Quando a Bíblia fala em fé e esperança, significa uma certeza tal que não deixa margem de insegurança ou para constantes dúvidas.
A doutrina da Igreja Católica rejeita essa certeza até aos dias de hoje. Por essa razão, nenhum católico sincero consegue obter a certeza da salvação e a paz interior relacionada a ela. A Igreja Católica, no cerne da questão, entende algo diferente a respeito de fé e esperança do que consta na Bíblia. O Concílio de Trento, que foi realizado entre 1545 e 1563 com diversas interrupções (Lutero morreu em 1546), oficializou a cisão entre a Igreja Católica e a doutrina da justificação defendida pela Reforma. As doutrinas promulgadas nesse concílio permanecem até hoje, basicamente, como a última palavra da Igreja Católica, a qual as considera acima dos ensinamentos sobre fé e justificação. Desejo, ainda, mencionar alguns artigos, extraídos do Decreto de Trento, sobre a rejeição da certeza da salvação da parte de Roma. Ali lemos que será “amaldiçoado” ou “excomungado”[1] todo aquele que crê nos ensinamentos da Bíblia sobre salvação “somente pela fé”, bem como “somente pela graça” e a certeza da salvação[2] envolvida. Relacionado com isso, também é rejeitada a doutrina bíblica da eleição. Além disso, constam outras determinações, mesmo sem a penalização de ser “amaldiçoado” ou “excomungado”:
Ninguém deve penetrar tanto nos mistérios ocultos da predestinação divina, enquanto estiver andando nessa vida mortal, a ponto de querer afirmar com certeza que ele esteja incluído entre os predestinados, como se o justificado não pecasse mais ou, mesmo havendo cometido pecados, pudesse se valer com certeza de uma conversão anterior. Assim, sem uma revelação especial de Deus não podemos saber a quem Ele escolheu.[3]
Com isso, a certeza do perdão dos pecados e a salvação pela fé em Jesus Cristo e Sua obra redentora já consumada são rejeitadas.
Aquele que afirmar que a fé justificadora não é nada além da confiança na misericórdia divina, a qual, pela vontade de Jesus Cristo perdoa pecados ou que seja apenas com essa confiança que podemos ser justificados, esse seja excomungado (maldito).[4]
Aquele que afirmar que o homem pecador pode ser salvo somente pela fé e, com isso, entender que não há necessidade de outro recurso para alcançar a graça justificadora e que, para isso, de modo nenhum seja necessário providenciar algo ou se preparar por esforço próprio, seja excomungado (maldito).[5]
Isso significa que, na ótica católica-romana, aquele que crê na justificação somente pela fé em Cristo é maldito.

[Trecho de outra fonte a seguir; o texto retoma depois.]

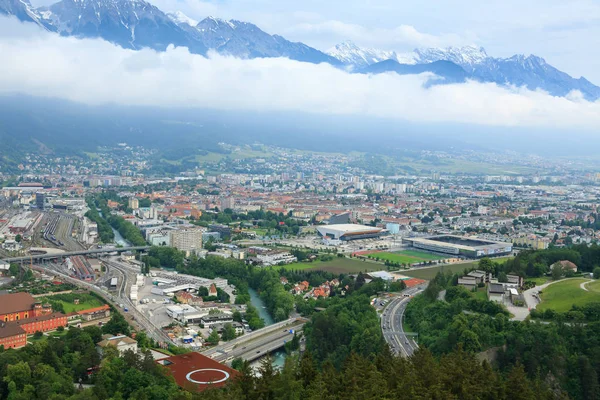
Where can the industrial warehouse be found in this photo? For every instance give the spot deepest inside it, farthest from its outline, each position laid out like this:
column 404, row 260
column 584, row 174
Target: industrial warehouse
column 460, row 246
column 346, row 232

Aquele que afirmar […] que o justificado não mereça um acréscimo em graça por ter praticado boas obras, no poder da graça divina e dos méritos de Jesus, de Quem é membro vivo, seja excomungado (maldito).[6]
Aquele que afirmar que a justificação recebida não fica preservada por Deus e aumentada pelas boas obras, mas que essas obras sejam apenas fruto e manifestação da justificação alcançada e não o motivo de seu crescimento, seja excomungado (maldito).[7]

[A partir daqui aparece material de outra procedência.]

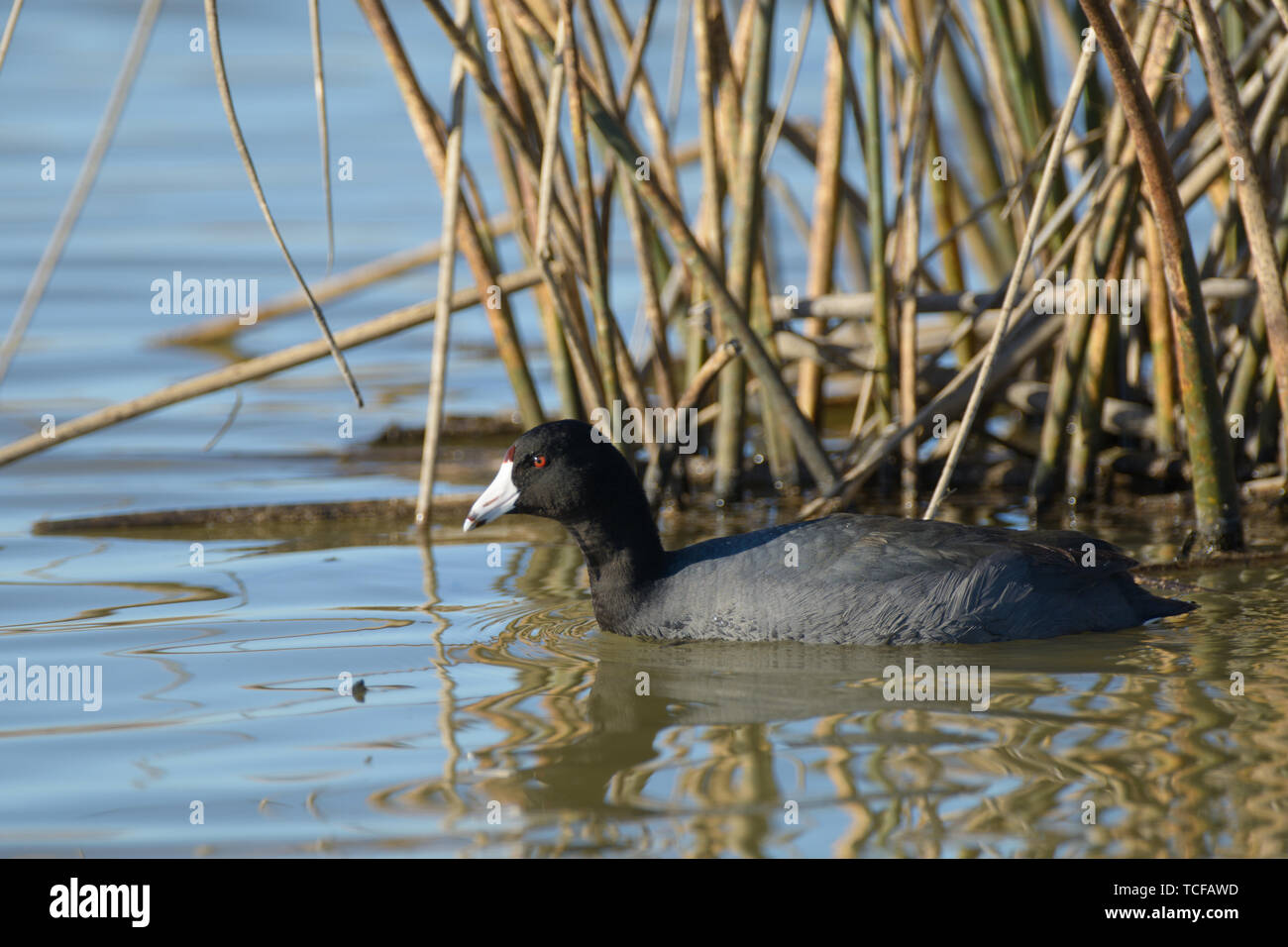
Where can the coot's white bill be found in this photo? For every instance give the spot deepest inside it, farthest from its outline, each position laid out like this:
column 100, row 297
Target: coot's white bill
column 497, row 499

Isso significa, nada mais, que a graça depende de nossas boas obras e nossa capacidade. Quem não acredita nisso, na ótica católica-romana, é maldito. Tendo em vista que os dogmas de Trento contrastam totalmente com a justificação somente pela fé em Jesus Cristo, eles nunca poderão proporcionar a certeza da salvação. Quem consegue afirmar que já fez o suficiente para, de fato, merecer a graça? A graça e o merecimento são contraditórios e se excluem mutuamente. A graça conquistada por “merecimento” deixa de ser graça, já que, a partir da Bíblia, a graça é exclusivamente resultado do agir imerecido de Deus para nós e em nós.

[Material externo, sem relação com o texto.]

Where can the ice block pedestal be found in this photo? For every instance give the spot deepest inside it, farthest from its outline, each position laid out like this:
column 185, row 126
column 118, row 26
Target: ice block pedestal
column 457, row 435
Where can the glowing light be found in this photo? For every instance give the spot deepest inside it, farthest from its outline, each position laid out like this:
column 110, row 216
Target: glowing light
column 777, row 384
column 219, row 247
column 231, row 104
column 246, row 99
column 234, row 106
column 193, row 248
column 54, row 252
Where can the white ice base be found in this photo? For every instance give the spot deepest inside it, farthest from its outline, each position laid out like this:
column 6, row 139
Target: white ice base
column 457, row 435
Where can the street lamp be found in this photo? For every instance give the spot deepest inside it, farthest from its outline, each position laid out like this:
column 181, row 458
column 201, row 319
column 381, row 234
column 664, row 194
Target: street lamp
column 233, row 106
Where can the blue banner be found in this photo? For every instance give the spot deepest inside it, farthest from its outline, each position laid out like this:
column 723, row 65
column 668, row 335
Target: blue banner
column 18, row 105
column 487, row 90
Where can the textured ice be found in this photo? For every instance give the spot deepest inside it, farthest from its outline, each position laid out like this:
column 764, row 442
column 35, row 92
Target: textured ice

A graça e o merecimento são contraditórios e se excluem mutuamente.
Entre os artigos, que rejeitam explicitamente a doutrina da Reforma, os de nº 14 e 15 falam sobre a justificação:
Aquele que afirmar que a pessoa é liberta de seus pecados e justificada, fazendo-a crer em sua libertação e justificação ou, que ninguém é justificado de fato se não crer que seja justificado; e que, somente através dessa fé será totalmente liberto e justificado, seja excomungado (maldito).[8]
Aquele que afirmar que a pessoa renascida e justificada é assegurada pela fé, levando-a a crer que está, com certeza, incluída entre o número dos predestinados, seja excomungado (maldito).[9]
O conhecido estudioso católico Johann Adam Möller (1796-1838) proferiu a sentença:
Para mim seria motivo de pavor estar junto com uma pessoa que afirmasse ter a certeza da salvação; pois nenhuma pessoa poderia ser tão presunçosa. Isso seria renegar o temor de Deus e, ao mesmo tempo, se intrometer no regimento soberano de Deus, o qual concederá a salvação a quem ele achar digno, no Juízo Final.[10]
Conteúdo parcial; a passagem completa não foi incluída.